O tal do propósito não precisa ser algo grandioso ou muito altruísta para mudar o mundo ou ensinar uma geração futura sobre injustiças cometidas ao longo da história. Pode ser algo simples: lembro do dia que demos uma cachorrinha para minha avó, que mora sozinha no interior. Ela ficou encantada de felicidade e passou a viver uma vida mais feliz.
Negócios com própósito
É simples encontrar um propósito. Mas muita gente caminha pelo mundo sem ele. É o que acontece com muitos empresários, mas não com Mark Zuckerberg.
O motivo de seu império de rede social online crescer como nenhuma empresa em toda a história da humanidade é esse tesão, o propósito aplicado a negócios.
Link YouTube | Trailer legendado de “The Social Network”.
Não quero estragar os detalhes do filme The Social Network para quem pretende assistir, nem o livro The Accidental Billionaires: The Founding of Facebook – A tale of sex, money, genius and betrayal (Os Bilionários por Acidente: A criação do Facebook – um conto de sexo, dinheiro, engenhosidade e traição) que inspirou Kevin Spacey, produtor do filme.
Recomendo para a lista de leitura também o The Facebook Effect: The inside story of the company that is connecting the world (O Efeito Facebook: A história dos bastidores da empresa que está conectando o mundo), do David Kirkpatrick. Como eu gostei muito dessas obras, ficaria meio chateado se alguém revelasse as surpresas do desenrolar da história.
De tudo o que mais me fascina é como Mark Zuckerberg é um cara consistente.
A rede social Facebook nasceu como um serviço para estudantes universitários. Faz sentido: na época de faculdade, todos temos vidas sociais muito interessantes e agitadas. As pessoas gostam de se revelar através de uma lente carismática, social, e muitas vezes baladeira, esportiva, atraente.

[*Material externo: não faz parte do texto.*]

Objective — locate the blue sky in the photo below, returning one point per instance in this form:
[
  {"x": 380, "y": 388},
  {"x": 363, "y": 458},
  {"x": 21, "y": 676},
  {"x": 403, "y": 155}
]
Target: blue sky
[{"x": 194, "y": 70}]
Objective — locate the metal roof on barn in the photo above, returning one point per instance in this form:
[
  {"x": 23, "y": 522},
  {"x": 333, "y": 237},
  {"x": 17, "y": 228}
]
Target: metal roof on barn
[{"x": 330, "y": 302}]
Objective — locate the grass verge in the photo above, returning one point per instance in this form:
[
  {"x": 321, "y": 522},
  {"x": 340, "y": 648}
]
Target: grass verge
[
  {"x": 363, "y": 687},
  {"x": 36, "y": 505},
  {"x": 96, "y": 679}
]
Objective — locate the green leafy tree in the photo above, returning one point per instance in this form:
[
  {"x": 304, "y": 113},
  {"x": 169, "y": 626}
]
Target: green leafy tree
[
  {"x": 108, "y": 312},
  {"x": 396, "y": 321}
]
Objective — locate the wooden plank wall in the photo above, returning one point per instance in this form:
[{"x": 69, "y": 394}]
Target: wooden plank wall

As coisas que fazemos e publicamos no Facebook são interessantes para outros estudantes universitários. Mas tem sempre aquelas fotos mais comprometedoras que a gente não quer que vaze nas mãos da família ou de empregadores. Esse é um efeito de máscaras sociais que eu descrevi num artigo para a Revista de Saúde, Ética & Justiça, da USP, em 2003.
A galera toda que usava o Facebook na primeira fase estava sossegada, pois o cadastro era fechado apenas para quem tinha emails @harvard.edu ou outros domínios que indicavam que a pessoa era um estudante universitário. Então tudo o que rolava dentro das paredes do Facebook estava bem escondido dos olhos dos adultos caretas.

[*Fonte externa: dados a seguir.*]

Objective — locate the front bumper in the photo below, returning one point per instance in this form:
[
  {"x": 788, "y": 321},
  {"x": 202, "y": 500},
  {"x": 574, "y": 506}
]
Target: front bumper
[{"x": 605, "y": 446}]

Quando o Facebook continuou seu crescimento para além do campus, sendo adotado dentro de empresas e também por gente mais velha, aconteceu um dos debates mais fundamentais a respeito da natureza do projeto Facebook: deveria ser algo fechado só para universitários das Ivy League ou poderia ser uma rede social ao alcance de todos? Isso afetaria a forma como os usuários projetariam suas personalidades e interação.
Neste momento é que Mark revelou sua crença fundamental que as pessoas devem ser sempre as mesmas, não importa onde. Agir diferente é sinal de hipocrisia.
Por exemplo, o escritor David Kirkpatrick relata que Mark sempre usava camiseta, calça jeans e sandálias, tanto para trabalhar no computador fazendo a programação como para ir a uma reunião com grandes investidores. Ele não é do tipo de pessoa que se preocupa em projetar diferentes imagens para diferentes grupos. Ele é consistente.
Houve muito bate boca por causa de elementos de arquitetura e política de uso do Facebook que deixou muita gente furiosa, como a introdução do News Feed, que transmitia passos detalhados do usuário para todos os seus contatos.
O que alguns diziam ser um problema de privacidade era, para Mark, uma possibilidade de melhorar o mundo.
Uma ferramenta como o Facebook, pensa Mark, é terrível para um jovem que tem namorada chifruda, ficando com outras garotas em festinhas onde ela não está presente. Com o Facebook e a ferramenta de tag, a chance de ser fotografado e identificado é grande demais.
Mark diz que parte da hipocrisia está relacionada ao fato de que a informação não circula de forma ótima, e permite que atos imorais sejam cometidos sem que a sociedade descubra.
As contas do servidor
Antes do Facebook, houve uma rede parecida que teve um grande sucesso, mas engasgou. Era o Friendster. Essa rede expandiu tão rápido que os servidores ficaram sobrecarregados. Os engenheiros não conseguiram suportar o crescimento e a empresa não tinha dinheiro para comprar mais servidores. Como resultado, os usuários ficaram de saco cheio de esperar as páginas carregarem e acabaram abandonando o serviço.
Mark sabia que esse era o principal obstáculo, que deveria ser superado custe o que custar. O servidor saudável era o coração do projeto. Isso trouxe uma série de imbróglios com muita gente, incluindo seu sócio brasileiro, Eduardo Saverin.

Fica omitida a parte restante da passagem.